El espejismo del país de primera

FRANCISCO FAIG

Narra Lincoln Maiztegui que uno de los últimos ademanes del Uruguay de Maracaná, que creía en su bonanza eterna, fue establecer por ley una contribución internacional a los "países económicamente poco desarrollados". La continuación de la historia es conocida: a nadie pudimos asistir porque el vértigo de la crisis de esos años terminó por hacernos compartir los infortunios propios de esos países.

En aquel entonces, persuadidos de nuestra excepcionalidad, no quisimos enfrentar las reformas necesarias para adaptarnos al nuevo mundo de la posguerra. Con regocijo, seguimos creyendo por años que éramos la Suiza de América. Sesenta años más tarde, el reflejo nacional es similar. Por la tragedia de 2011 en Japón, por ejemplo, donamos 500.000 dólares a la Cruz Roja de ese país; y por las inundaciones en Colombia, donamos diez toneladas de alimentos.

Estamos convencidos de que a pesar de los errores y las dificultades, vamos bien rumbeados. Alentados por nuestro chauvinismo jacobino provinciano, creemos que repitiendo lo mismo que veníamos haciendo hasta ahora podremos alcanzar, sin esfuerzos, el país de primera prometido, y que nuestro crecimiento es consecuencia de nuestras políticas públicas.

Esta vez, frenteamplismo mediante, la riqueza se reparte con justicia, la pobreza es menor, y nos gobierna gente honesta y competente: así hablan los pequeños catequistas del comité de base, y así vituperan los más pequeños (y muy numerosos) intelectuales orgánicos. Hasta el Presidente recalca que nos acercamos a un PIB per cápita de 20.000 dólares, propio de un país desarrollado.

Como estamos convencidos de que vamos bien, aceptamos las nuevas formas de clientelismo (que ahora es asistencialismo populista). No nos ruborizamos porque aumente el número de funcionarios públicos, ni nos parece mal volver a la práctica de reproducir jubilados gracias a probar años de trabajo con simples declaraciones de testigos. Se trata de la misma benevolencia y la misma autocomplacencia autista que condujeron al fracaso colectivo del Maracaná neobatllista. Estamos prendados del mismo espejismo que atolondró al país durante la guerra de Corea (1950-1953). Esta vez, vivimos el ciclo de expansión más largo del que se tenga memoria, porque nos beneficiamos del formidable crecimiento chino que empuja el precio de nuestros productos de exportación, y porque han sido excepcionales las bajas tasas de interés internacionales que han potenciado por doquier las inversiones.

Pero aquel que no se deje arrullar por esta placentera y colectiva sensación de éxito, y que se preocupe por ver la realidad, sabe que estamos perdiendo competitividad; que dependemos de los precios internacionales por el estancamiento del volumen de nuestra exportación; y que la economía desacelera su crecimiento, sin que por ello baje el gasto público.

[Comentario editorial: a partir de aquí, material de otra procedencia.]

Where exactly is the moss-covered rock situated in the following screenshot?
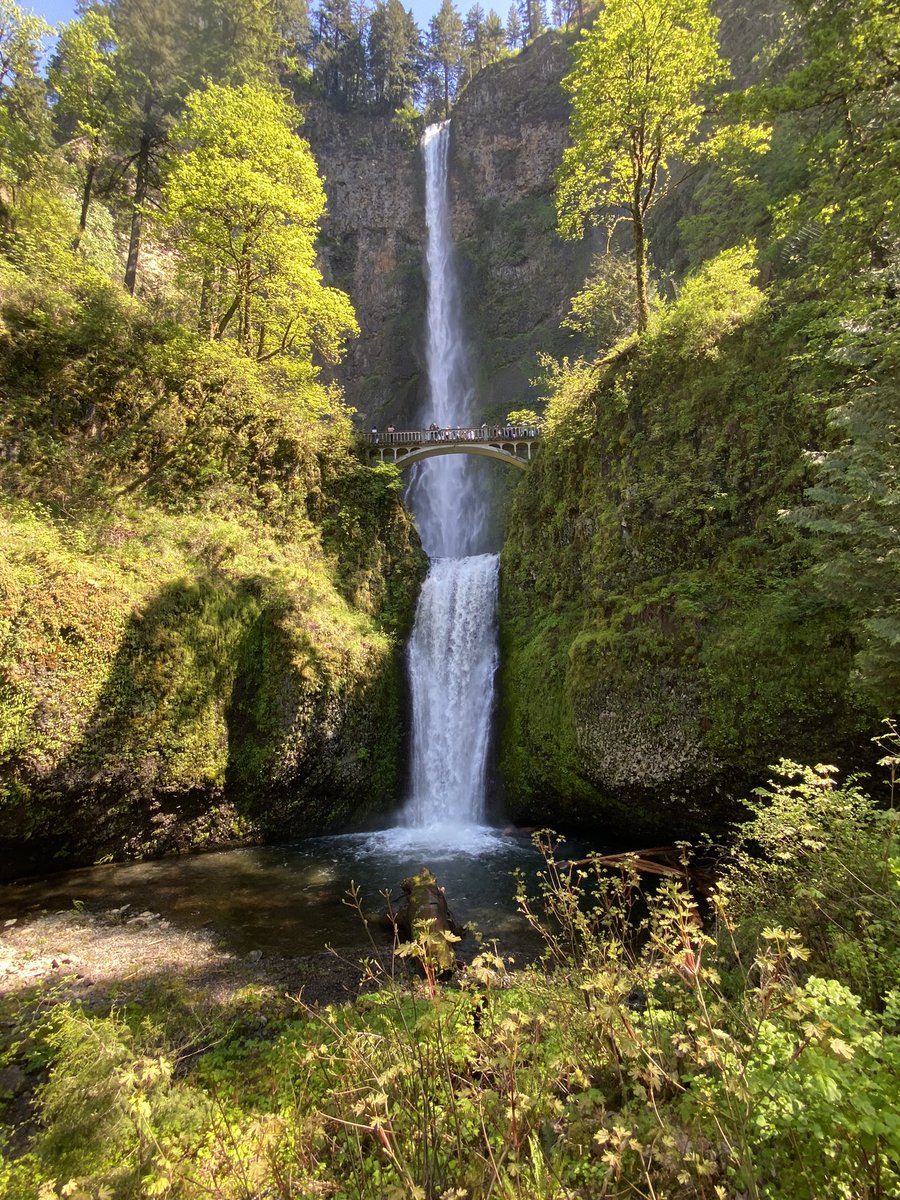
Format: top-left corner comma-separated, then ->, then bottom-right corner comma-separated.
0,492 -> 425,878
499,256 -> 876,835
0,267 -> 427,878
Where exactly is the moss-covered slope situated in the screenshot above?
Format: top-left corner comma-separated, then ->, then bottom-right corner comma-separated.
499,253 -> 874,835
0,495 -> 422,877
0,268 -> 426,877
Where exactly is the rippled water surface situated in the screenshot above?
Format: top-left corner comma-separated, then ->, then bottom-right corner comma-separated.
0,829 -> 593,958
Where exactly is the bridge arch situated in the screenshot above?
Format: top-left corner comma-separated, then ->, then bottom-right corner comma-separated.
365,426 -> 539,471
375,443 -> 529,471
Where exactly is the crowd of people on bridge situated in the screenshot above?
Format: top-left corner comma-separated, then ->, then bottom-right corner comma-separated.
368,422 -> 540,445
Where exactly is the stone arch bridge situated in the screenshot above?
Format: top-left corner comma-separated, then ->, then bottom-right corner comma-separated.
364,425 -> 540,470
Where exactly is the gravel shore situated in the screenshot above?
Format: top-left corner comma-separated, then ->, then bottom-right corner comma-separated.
1,903 -> 384,1013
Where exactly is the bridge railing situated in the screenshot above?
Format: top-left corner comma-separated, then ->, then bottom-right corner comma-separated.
364,425 -> 541,445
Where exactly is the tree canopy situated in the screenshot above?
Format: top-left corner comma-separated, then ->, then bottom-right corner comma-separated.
165,82 -> 357,363
556,0 -> 728,329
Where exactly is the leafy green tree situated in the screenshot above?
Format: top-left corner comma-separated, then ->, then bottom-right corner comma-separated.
0,0 -> 53,222
742,0 -> 898,293
427,0 -> 464,116
48,10 -> 124,252
563,251 -> 643,349
556,0 -> 728,330
164,83 -> 358,365
368,0 -> 421,108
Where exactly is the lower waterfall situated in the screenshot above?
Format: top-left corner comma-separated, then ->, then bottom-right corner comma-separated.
402,553 -> 500,828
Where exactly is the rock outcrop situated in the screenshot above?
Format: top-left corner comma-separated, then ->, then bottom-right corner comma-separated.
303,103 -> 427,426
304,32 -> 594,427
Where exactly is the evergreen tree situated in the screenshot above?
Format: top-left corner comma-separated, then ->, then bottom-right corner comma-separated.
311,0 -> 368,105
483,8 -> 505,61
518,0 -> 545,42
48,10 -> 124,251
105,0 -> 192,293
368,0 -> 421,108
427,0 -> 463,116
277,0 -> 313,52
505,1 -> 523,48
550,0 -> 581,29
184,0 -> 289,84
463,3 -> 486,78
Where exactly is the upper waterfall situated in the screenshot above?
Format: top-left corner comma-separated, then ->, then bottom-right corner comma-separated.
406,122 -> 488,558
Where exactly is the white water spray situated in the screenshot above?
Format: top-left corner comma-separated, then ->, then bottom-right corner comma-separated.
405,554 -> 499,826
399,122 -> 500,835
406,123 -> 487,558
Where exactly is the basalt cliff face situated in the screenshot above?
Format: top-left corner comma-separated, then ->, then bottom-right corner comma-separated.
305,32 -> 594,428
303,103 -> 427,427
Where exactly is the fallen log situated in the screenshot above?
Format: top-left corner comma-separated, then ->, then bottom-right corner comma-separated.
390,867 -> 463,977
562,848 -> 716,894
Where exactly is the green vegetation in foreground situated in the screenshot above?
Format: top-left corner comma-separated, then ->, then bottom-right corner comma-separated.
2,752 -> 898,1198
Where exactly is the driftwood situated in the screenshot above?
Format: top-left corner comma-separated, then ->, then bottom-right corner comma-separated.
389,867 -> 463,976
563,847 -> 715,893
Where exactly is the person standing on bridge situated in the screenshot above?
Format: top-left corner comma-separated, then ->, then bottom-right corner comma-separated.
371,425 -> 378,443
387,422 -> 396,442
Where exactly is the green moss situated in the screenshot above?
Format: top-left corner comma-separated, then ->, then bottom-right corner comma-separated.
0,257 -> 427,870
499,255 -> 876,833
0,493 -> 423,868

Sobre todo, sabe que en este tiempo de bonanza nada eficiente se ha hecho para impedir la consolidación de una sociedad fracturada; que nuestros jóvenes más pobres están condenados a ser analfabetos funcionales en el nuevo capitalismo; que nuestros problemas de infraestructura son gravísimos; que los de seguridad están lejos de resolverse; y que el Estado nunca se va a reformar con la izquierda en el gobierno. Como Narciso, estamos enamorados de nuestra propia imagen.